Chronic Opioid Use Higher Post-Surgery

After knee surgery, patients were 5 times more likely to use opioids chronically compared with nonsurgical patients.

A recent study found that patients undergoing common surgeries have an increased risk of becoming chronic opioid users.

However, researchers are not suggesting that patients forgo surgery, but instead advise surgeons and physicians to monitor patient opioid use, according to a study published in JAMA International Medicine.

“The message isn't that you shouldn't have surgery,” said study lead author Eric Sun, MD, PhD. “Rather, there are things that anesthesiologists can do to reduce the risk by finding other ways of controlling the pain and using replacements for opioids when possible.”

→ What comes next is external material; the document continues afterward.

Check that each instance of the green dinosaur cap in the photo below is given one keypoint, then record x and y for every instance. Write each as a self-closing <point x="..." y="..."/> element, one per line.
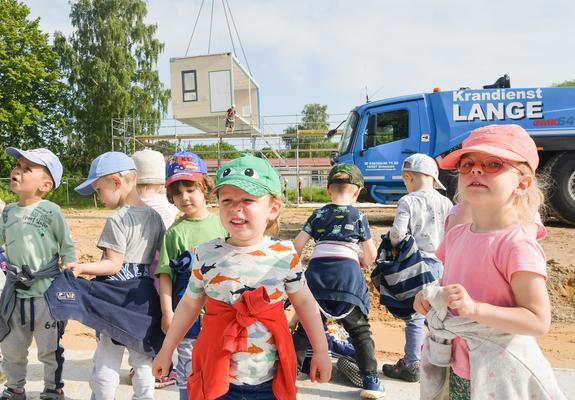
<point x="354" y="176"/>
<point x="253" y="175"/>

Researchers examined chronic opioid use after 11 types of surgeries. Chronic opioid use was defined as patients who filled 10 or more prescriptions, or who received more than a 120-day supply, according to the study.

They analyzed health claims data from 641,941 patients who underwent surgery and were privately insured. Researchers also included 18 million nonsurgical patients. No patients filled an opioid prescription 1 year prior to surgery.

They discovered that patients who underwent knee surgery were 5 times more likely to use opioids chronically compared with the nonsurgical control group. Furthermore, patients who underwent gall bladder surgery were 3.5 times more likely to use opioids chronically, according to the study.

“We also found an increased risk among women following cesarean section, which was somewhat concerning since it is a very common procedure,” Dr Sun said.

Other factors that increased the risk of opioid abuse included being male, elderly, taking antidepressants, or abusing drugs, according to the study.

“Even when taken exactly as prescribed, opioids carry significant risks and side effects,” said study co-author Beth Darnall, PhD. “Ideally, opioids are avoided in treating chronic pain, and pain treatment should emphasize comprehensive care, including physical therapy, pain psychology and self-management strategies.”

Researchers added that other pain management options should be used after surgery. Alternative pain management options such as diaphragmatic breathing, progressive muscle relaxation, and mindful meditation could be used to calm the nervous system, according to the study.

“It turns out that a lot of chronic pain develops from surgery, and pre-surgical pain 'catastrophizing' is a major risk factor for having a lot of pain,” Dr Darnall concluded. “We hope that by optimizing patients' psychology, and giving them skills to calm their own nervous system, they will have less pain after surgery, need fewer opioids and recover quicker.”